Here’s a look at a simplified example of my project structure.
example
┣━ internal
┃ ┗━ addition
┃ ┣━ AddInts_amd64.s
┃ ┗━ addition_amd64.go
┣━ init_amd64.go
┗━ example.go
First, we will create a private function pointer with a corresponding public function that wraps around it. By default we will point the private pointer to a software implementation of the function.
example/example.go:
1 package example
2
3 func fallbackAddInts(left, right int) int {
4 return left + right
5 }
6
7 var addInts func(left, right int) int = fallbackAddInts
8
9 func AddInts(left, right int) int {
10 return addInts(left, right)
11 }
Next, we create an internal package that contains an architecture specific Plan9 implementation of our function.
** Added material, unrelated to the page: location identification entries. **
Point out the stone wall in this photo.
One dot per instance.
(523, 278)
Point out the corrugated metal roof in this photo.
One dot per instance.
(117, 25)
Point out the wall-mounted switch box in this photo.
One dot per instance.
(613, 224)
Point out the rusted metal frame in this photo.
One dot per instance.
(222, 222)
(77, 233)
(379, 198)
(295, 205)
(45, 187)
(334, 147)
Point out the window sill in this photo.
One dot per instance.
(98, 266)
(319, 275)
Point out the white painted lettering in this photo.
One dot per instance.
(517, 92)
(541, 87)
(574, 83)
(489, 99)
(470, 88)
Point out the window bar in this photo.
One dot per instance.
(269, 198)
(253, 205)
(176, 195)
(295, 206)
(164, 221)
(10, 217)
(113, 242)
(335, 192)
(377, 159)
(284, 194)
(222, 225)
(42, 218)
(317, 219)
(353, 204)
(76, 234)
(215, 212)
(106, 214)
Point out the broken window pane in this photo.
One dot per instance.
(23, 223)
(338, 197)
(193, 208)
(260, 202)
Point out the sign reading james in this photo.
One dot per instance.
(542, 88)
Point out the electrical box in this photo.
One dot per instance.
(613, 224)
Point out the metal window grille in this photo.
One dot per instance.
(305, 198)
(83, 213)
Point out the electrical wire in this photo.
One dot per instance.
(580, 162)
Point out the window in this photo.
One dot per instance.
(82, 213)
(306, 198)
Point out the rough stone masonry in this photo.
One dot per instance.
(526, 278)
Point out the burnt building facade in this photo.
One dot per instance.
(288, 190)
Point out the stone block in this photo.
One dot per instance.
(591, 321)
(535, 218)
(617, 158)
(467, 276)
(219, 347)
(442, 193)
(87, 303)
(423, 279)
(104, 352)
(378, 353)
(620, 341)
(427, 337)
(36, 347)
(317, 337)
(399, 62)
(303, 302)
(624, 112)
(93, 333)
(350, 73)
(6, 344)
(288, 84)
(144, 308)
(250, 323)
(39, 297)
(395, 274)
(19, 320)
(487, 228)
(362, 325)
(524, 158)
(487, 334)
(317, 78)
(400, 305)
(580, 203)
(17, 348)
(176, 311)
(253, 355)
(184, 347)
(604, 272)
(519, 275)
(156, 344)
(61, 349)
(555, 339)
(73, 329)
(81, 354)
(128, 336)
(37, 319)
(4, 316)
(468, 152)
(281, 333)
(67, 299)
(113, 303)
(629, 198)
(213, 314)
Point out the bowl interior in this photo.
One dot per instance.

example/internal/addition/AddInts_amd64.s
1 // +build amd64
2
3 TEXT ·AddInts(SB), 4, $0
4 MOVL left+0(FP), AX
5 MOVL right+8(FP), BX
6 ADDL BX, AX
7 MOVL AX, int+16(FP)
8 RET
example/internal/addition/addition_amd64.go
1 // +build amd64
2
3 package addition
4
5 func AddInts(left, right int) int
Lastly, we will create an init function to configure the private function pointer with our internal packages corresponding Plan9 function.
example/init_amd64.go
1 // +build amd64
2
3 package example
4
5 import "example/internal/addition"
6
7 func init() {
8 addInts = addition.AddInts
9 }
TLDR The use of a private function pointer combined with architecture specific init functions and packages (using Go build tags) allows our example package to support multiple architectures easily!
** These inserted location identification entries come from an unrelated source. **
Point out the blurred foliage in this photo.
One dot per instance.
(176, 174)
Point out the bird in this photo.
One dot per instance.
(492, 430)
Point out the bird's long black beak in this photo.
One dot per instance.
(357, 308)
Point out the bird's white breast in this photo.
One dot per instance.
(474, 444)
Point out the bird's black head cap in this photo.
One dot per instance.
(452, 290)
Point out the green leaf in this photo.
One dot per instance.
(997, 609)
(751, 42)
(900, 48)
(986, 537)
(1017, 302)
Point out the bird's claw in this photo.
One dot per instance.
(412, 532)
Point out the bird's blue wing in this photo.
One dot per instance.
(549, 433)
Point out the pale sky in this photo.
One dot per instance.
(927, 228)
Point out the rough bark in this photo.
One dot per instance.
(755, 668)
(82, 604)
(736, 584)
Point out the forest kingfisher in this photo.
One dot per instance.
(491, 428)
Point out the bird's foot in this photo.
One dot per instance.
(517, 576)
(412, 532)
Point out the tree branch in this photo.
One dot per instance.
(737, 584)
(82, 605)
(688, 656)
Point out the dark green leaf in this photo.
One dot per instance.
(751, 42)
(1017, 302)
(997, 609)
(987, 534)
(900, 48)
Now with all that gunk loaded into your mind I will let you decipher some of my x86 simd plan9 functions.
simd/internal/sse/Supported_amd64.s
1 // +build amd64
2
3 // func Supported() bool
4 TEXT ·Supported(SB), 4, $0
5 //Check SSE supported.
6 MOVQ $1, AX
7 CPUID
8 TESTQ $(1<<25), DX
9 JZ sseFalse
10 //sseTrue:
11 MOVB $1, bool+0(FP)
12 RET
13 sseFalse:
14 MOVB $0, bool+0(FP)
15 RET
simd/internal/sse/AddFloat32_amd64.s
1 // +build amd64
2
3 // func AddFloat32(left, right, result []float32) int
4 TEXT ·AddFloat32(SB), 4, $0
5 //Load slices lengths.
6 MOVQ leftLen+8(FP), AX
7 MOVQ rightLen+32(FP), BX
8 MOVQ resultLen+56(FP), CX
9 //Get minimum length.
10 CMPQ AX, CX
11 CMOVQLT AX, CX
12 CMPQ BX, CX
13 CMOVQLT BX, CX
14 //Load slices data pointers.
15 MOVQ leftData+0(FP), SI
16 MOVQ rightData+24(FP), DX
17 MOVQ resultData+48(FP), DI
18 //Initialize loop index.
19 MOVQ $0, AX
20 multipleDataLoop:
21 MOVQ CX, BX
22 SUBQ AX, BX
23 CMPQ BX, $4
24 JL singleDataLoop
25 //Add four float32 values.
26 MOVUPS (SI)(AX*4), X0
27 MOVUPS (DX)(AX*4), X1
28 ADDPS X1, X0
29 MOVUPS X0, (DI)(AX*4)
30 ADDQ $4, AX
31 JMP multipleDataLoop
32 singleDataLoop:
33 CMPQ AX, CX
34 JGE returnLength
35 //Add one float32 value.
36 MOVSS (SI)(AX*4), X0
37 MOVSS (DX)(AX*4), X1
38 ADDSS X1, X0
39 MOVSS X0, (DI)(AX*4)
40 INCQ AX
41 JMP singleDataLoop
42 returnLength:
43 MOVQ CX, int+72(FP)
44 RET
I promise all this gunk is worth it. I made a few charts so you can see the performance difference between a Go software implementation and a Plan9 simd implementation. There is roughly a 200-450% speed up depending on the number of elements. I hope this memo inspires others to use Plan9 and simd in their future projects!
Currently, my package only supports 64-bit x86 machines. If there is enough interest, I will throw in some 64-bit ARM support as well!